Graph of measured V_0 vs R_x.



 From the plot of Power Vs. R_x we see that the highest point is around 5500 Ω.



The theoretical R_x for max power is 5600  Ω.
Error = 1.79%

Part 2:
From logger pro, we were able to obtain voltage, current, and power.

From the graph of power however, we could not determine the maximum point of power because of the noise due to the current.

Conclusion:
Part 1 was a success for the most part verifying that the Maximum Power Transfer Theorem; however, we could not confirm it for Part 2 since it was a failure because we were unable to locate the point where max power occured.
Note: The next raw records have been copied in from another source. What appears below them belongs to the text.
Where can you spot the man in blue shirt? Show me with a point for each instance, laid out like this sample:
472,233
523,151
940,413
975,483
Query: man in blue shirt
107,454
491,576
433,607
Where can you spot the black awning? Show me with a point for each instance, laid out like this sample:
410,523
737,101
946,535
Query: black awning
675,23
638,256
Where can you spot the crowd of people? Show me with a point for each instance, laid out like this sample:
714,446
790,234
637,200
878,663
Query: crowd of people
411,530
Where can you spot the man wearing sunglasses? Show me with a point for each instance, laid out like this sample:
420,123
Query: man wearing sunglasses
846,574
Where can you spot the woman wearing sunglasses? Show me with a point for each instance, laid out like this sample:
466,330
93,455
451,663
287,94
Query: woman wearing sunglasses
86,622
The problem was because of the fact that the recording device for logger pro was too accurate when measuring small currents, and it recorded unwanted data/noise where as the DMM was much better at recording data. 

Thevenin Equivalents

For this experiment, the objective is to reduce this network of resistors and power supplies below to its Thevenin equivalent, so we can find the smallest resistance of Load #2 that can be connected to the system.

Prelab:

R_C1	R_C2	R_C3	R_L1	V_S1	V_S2	V_L2,Min
100 Ω	39 Ω	39 Ω	680 Ω	9 V	9 V	8 V

To find V_Th, we remove R_L2 and solve for the V_oc.

Since Voc = V_x, we used nodal analysis which gives us the equation:
(V_x-V_S2)/R_C2 + (V_x - V_S1)/R_C1 + V_x/R_L1 = 0
V_x = 8.6 V

As finding R_Th from reducing resistors is harder than it seems, we rely on the formula R_Th = V_oc/I_sc.
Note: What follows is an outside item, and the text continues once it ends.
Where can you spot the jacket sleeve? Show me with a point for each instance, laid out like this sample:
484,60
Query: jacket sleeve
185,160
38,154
After we create a short circuit from R_L2, we can find I_sc.
Using nodal analysis we get the equation:
(V_y-V_S2)/R_C2 + (V_y - V_S1)/R_C1 + V_y/R_L1 + V_y/R_C3= 0
V_y = 5.1 VI_sc = V_y/R_C3 = 0.1307 mA
R_Th = 65.7 Ω

Given that R_L2,Min = 8V, we use the voltage divider to find R_L2
R_L2 = V_L2*R_Th/(V_Th - V_L2) = 876 Ω 
Short Circuit R_L2 current I_sc = 0.1307 mA
Open Circuit R_L2 voltage V_oc = V_Th = 8.6 V

Procedure:

Build circuit with these components

Component	Nominal Value	Measured Value	Power or Current Rating
R_Th	66 Ω	65.8 Ω	1 W
R_L2,min	876 Ω	873 Ω	1 W
V_Th	9 V	9.21 V	2 A

To perform the experiment, we measure the voltage across Load 2.

Config	Theoretical Value	Measured Value	Percent Error
R_L2 = R_L2,min	V_Load2 = 8 V	8.5V	6.25 %
R_L2 = ∞ Ω	V_Load2 = 8.6 V	9.17 V	6.63 %

Next we disassemble and build the second circuit by replacing the Thevenin Equivalents with the original circuit.

Component	Nominal Value	Measured Value	Power or Current Rating
R_C1	100 Ω	99.1 Ω	1/8 W
R_C2	39 Ω	38.1 Ω	1/8 W
R_C3	39 Ω	38.6 V	1/8 W
R_L1	680 Ω	667 Ω	1/8 W
V_S1	9 V	9.26 V	2 A
V_S2	9 V	9.21 V	2 A

Now remove R_L2 so it becomes infinite resistance.

We perform the experiment again by measuring V_Load2.

Config	Theoretical Value	Measured Value	Percent Error
R_L2 = R_L2,min	V_Load2 = 8 V	8.20 V	2.5 %
R_L2 = ∞ Ω	V_Load2 = 8.6 V	8.84 V	2.79 %

Next put R_L2 back, but change configuration to find power for a set of resistances

Analysis:
The power going into R_L2 = R_Th is V^2/R = 0.280 W
Calculating the first row is 2.97^2/(0.5*R_Th) = 0.267 W

Config	V_Load 2	P_Load 2
R_L2 = 0.5R_Th	2.97 V	0.267 W
R_L2 = R_Th	8.21 V	1.021 W
R_L2 = 2R_Th	5.89 V	0.264 W

Conclusion:
Seeing how we can vary different resistors, we can easily find the voltage in connection with a Thevenin Equivalent. It becomes very useful when just adding a new element to an existing large circuit.